Abstract
Background The Gensini score (GS) provides a good assessment of the degree of coronary plate loading. However, its clinical significance has been little explored.
Methods In this retrospective cohort study, we implemented model development and performance comparison on database of The Fourth Affiliated Hospital of Zhejiang University School of Medicine (2019.1-2020.12). The patients were followed up for 2 years. Follow-up endpoint was the occurrence of MACCEs. We extracted clinical baseline data from each ACS patient within 24 hours of hospital admission and randomly divided the datasets into 70% for model training and 30% for model validation. Area under the curve (AUC) was used to compare the prediction performance of XGBoost, SGD and KNN. A decision tree model was constructed to predict the probability of MACCEs using a combination of weight features picked by XGBoost and clinical significance.
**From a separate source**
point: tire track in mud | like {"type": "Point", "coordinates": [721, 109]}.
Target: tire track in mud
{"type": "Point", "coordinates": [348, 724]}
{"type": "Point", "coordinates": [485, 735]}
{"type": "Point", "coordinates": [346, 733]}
Results A total of 361 ACS patients who met the study criteria were included in this study. It could be observed that the probability of a recurrent MACCEs within 2 years was 25.2%. XGboost had the best predictive efficacy (AUC:0.97). GS has high clinical significance. Then we used GS, Age and CK-MB to construct a decision tree model to predict the probability model of MACCEs reoccurring, and the final AUC value reached 0.771.
Conclusions GS is a powerful indicator for assessing the prognosis of patients with ACS. The cut-off value of GS in the decision tree model provides a reference standard for grading the risk level of patients with ACS.
1. Introduction
Currently, the incidence of Acute Coronary Syndrome (ACS) remains high globally. As an acute episode of coronary heart disease (CAD), ACS has a relatively higher mortality and morbidity [1,2]. The Framingham Heart Study’s 10-year follow-up data revealed that the incidence of ACS events increases dramatically with age [3,4].
For ACS, percutaneous coronary intervention (PCI) has been formalized as an effective treatment [5,6]. Patients with ACS often have a combination of clinical risk factors, such as hypertension, cerebral infarction, diabetes mellitus, smoking, and so on. Therefore they have a higher probability of recurrent Major Adverse Cardiac and Cerebrovascular Events (MACCEs) after emergency PCI [7,8].
Scholars at home and abroad have launched a large number of studies to investigate the prediction of long-term MACCEs in patients with ACS. They developed indicators like TACE/ADAM17, Triglyceride-glucose index, HEART SCORE, Systemic immune-inflammation index (SII) and so on [7,9-11]. These predictors have achieved relatively satisfactory results. Unfortunately, none of them are directly linked to the ACS, but rather an indirectly mediated.
The Gensini score (GS) provides an objective assessment of the degree of coronary plaque load [12,13]. Wang KY et al. study has revealed the predictive value of GS in patients with CAD undergoing PCI [14]. However, they have not yet developed a valid GS-based predictive model for patients with CAD. Nowadays, Machine Learning (ML) models based on Artificial Intelligence (AI) theory are relatively mature in medicine [15,16]. ML has the advantage of being good at extracting non-linear relationships between different variables and showing researchers the weighting relationships by feature maps.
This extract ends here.